L’attività rientra in una più ampia azione di controllo finalizzata a individuare animali detenuti o allevati abusivamente, anche in relazione a possibili utilizzi in attività illecite come le corse clandestine.
Le ricerche e il ritrovamento nell’immobile abbandonato
Nei giorni precedenti all’intervento, gli agenti avevano raccolto elementi che facevano ipotizzare che alcuni pony, presumibilmente coinvolti in una corsa clandestina avvenuta la domenica precedente, potessero essere nascosti in alcuni edifici abbandonati della zona.
Durante le verifiche, la polizia ha inizialmente individuato una stalla abusiva in cui è stato trovato un pony in buone condizioni di salute, ma privo di microchip identificativo. L’animale è stato affidato a una struttura specializzata, mentre al responsabile sono state contestate violazioni amministrative.
Le ricerche sono poi proseguite nell’intero quartiere fino a quando, attraverso una grata metallica, gli agenti hanno notato la presenza di un secondo pony all’interno di un edificio fatiscente. L’accesso alla struttura ha permesso di scoprire altri due animali, tutti rinchiusi al buio e in condizioni ritenute incompatibili con il benessere animale.
Intervento veterinario e sequestro degli animali
Sul posto è intervenuto il personale veterinario dell’ASP, che ha accertato la totale assenza dei requisiti previsti dalla normativa vigente per la detenzione degli equidi. I tre pony risultavano inoltre privi di microchip e non censiti, rendendo impossibile risalire al proprietario.

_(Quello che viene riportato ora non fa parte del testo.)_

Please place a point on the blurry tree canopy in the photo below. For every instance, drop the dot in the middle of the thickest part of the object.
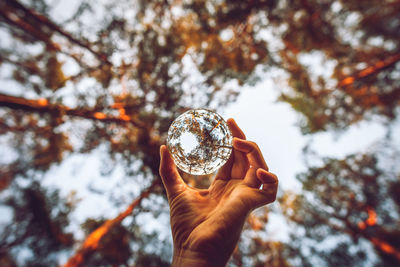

Le condizioni di detenzione sono state giudicate gravemente inadeguate, sia sotto il profilo igienico-sanitario sia per lo stato di abbandono della struttura, considerata pericolante e non sicura.
Al termine delle verifiche, gli animali sono stati sequestrati e affidati, su disposizione dell’Autorità giudiziaria, a una ditta specializzata che si occuperà della loro custodia e cura.
Le indagini proseguono per risalire alla proprietà dell’immobile e degli animali, mentre non si esclude un possibile collegamento con attività illecite legate al mondo delle corse clandestine.